Wharf Real Estate Investment (1997) says the local market is facing a "perfect storm" and the retail industry will be struggling in the second half.
It posted 3 percent year-on-year growth in first-half net profit to HK$5.18 billion, said chairman and managing director Stephen Ng Tin-hoi.
Ng said local consumption demand has weakened since the beginning of this year, affected by the Sino-US trade war, slowing global economy and political unrest in Hong Kong. And yuan depreciation will affect consumption and demand in the local market.
He is negative about the second-half outlook for the hotel business and the whole retail industry, as there are many external and local uncertainties.
Harbour City, including hotels, remained the key driver of Wharf REIC, contributing 73 percent of total revenue. The mall's revenue rose by 5 percent to HK$6.17 billion. However, Harbour City's total sales slipped by 1 percent to HK$18.5 billion amid challenging market conditions. Rents on average grew by 4 percent to HK$508 per square foot per month.
Operating profit at another major shopping mall, Times Square, slipped 0.94 percent year on year to HK$1.27 billion, while revenue remained at HK$1.43 billion. The average retail rent was HK$290 per square foot per month.
Vice chairman and executive director Doreen Lee Yuk-fong said the two shopping malls both saw declines in foot traffic and retail sales recently, affected by protests, and the customer and staff safety is its first priority. The company will try to avoid having police entering the malls.
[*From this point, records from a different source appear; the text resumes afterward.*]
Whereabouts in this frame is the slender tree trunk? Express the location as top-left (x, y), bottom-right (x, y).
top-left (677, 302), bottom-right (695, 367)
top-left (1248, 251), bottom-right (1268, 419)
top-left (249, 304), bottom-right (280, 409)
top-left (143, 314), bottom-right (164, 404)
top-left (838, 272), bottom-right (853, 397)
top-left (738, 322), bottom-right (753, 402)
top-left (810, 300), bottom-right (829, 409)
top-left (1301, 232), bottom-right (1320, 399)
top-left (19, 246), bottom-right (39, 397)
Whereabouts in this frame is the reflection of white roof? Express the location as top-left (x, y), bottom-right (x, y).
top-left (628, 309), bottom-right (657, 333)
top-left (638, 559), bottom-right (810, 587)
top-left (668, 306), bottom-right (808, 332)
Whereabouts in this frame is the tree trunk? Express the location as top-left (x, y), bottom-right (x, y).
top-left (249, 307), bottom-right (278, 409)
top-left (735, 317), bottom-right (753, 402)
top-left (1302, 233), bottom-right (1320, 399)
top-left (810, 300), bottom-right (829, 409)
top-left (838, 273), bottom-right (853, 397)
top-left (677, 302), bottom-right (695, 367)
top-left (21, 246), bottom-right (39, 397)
With investment properties' revaluation surplus declining 65 percent to HK$1.81 billion, Wharf REIC's net profit dropped 31 percent to HK$6.99 billion for the first six months. Basic earnings per share were HK$2.30.
The company declared an interim dividend of HK$1.10 per share. Shares of Wharf REIC increased by 0.33 percent to HK$45.85 yesterday.
Meanwhile, InterContinental Hotels said yesterday that revenue per available room fell 0.5 percent in Greater China, where the group operates about 400 hotels, in the second quarter, amid the escalating Sino-US trade war and weekly protests in Hong Kong.